On 06/19/2016 11:44 PM, Walter Bright via Digitalmars-d wrote:
On 6/19/2016 11:36 PM, Charles Hixson via Digitalmars-d wrote:
To me it seems that a lot of the time processing is more efficient
with UCS-4
(what I call utf-32). Storage is clearly more efficient with utf-8,
but access
is more direct with UCS-4. I agree that utf-8 is generally to be
preferred
where it can be efficiently used, but that's not everywhere. The
problem is
efficient bi-directional conversion...which D appears to handle
fairly well
already with text() and dtext(). (I don't see any utility for
utf-16. To me
that seems like a first attempt that should have been deprecated.)

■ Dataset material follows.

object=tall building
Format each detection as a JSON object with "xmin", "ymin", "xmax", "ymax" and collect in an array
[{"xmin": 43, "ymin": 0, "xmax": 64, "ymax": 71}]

That seemed to me to be true, too, until I wrote a text processing
program using UCS-4. It was rather slow. Turns out, 4x memory
consumption has a huge performance cost.
The approach I took (which worked well for my purposes) was to process
the text a line at a time, and for that the overhead of memory was
trivial. ... If I'd needed to go back and forth this wouldn't have been
desirable, but there was one dtext conversion, processing, and then
several text conversions (of small portions), and it was quite
efficient. Clearly this can't be the approach taken in all
circumstances, but for this purpose it was significantly more efficient
than any other approach I've tried. It's also true that most of the text
I handled was actually ASCII, which would have made the most common
conversion processes simpler.
To me it appears that both cases need to be handled. The problem is
documenting the tradeoffs in efficiency. D seems to already work quite
well with arrays of dchars, so there may well not be any need for
development in that area. Direct indexing of utf-8 arrays, however, is
a much more complicated thing, which I doubt can ever be as efficient.
Memory allocation, however, is a separate, though not independent,
complexity. If you can work in small chunks then it becomes less important.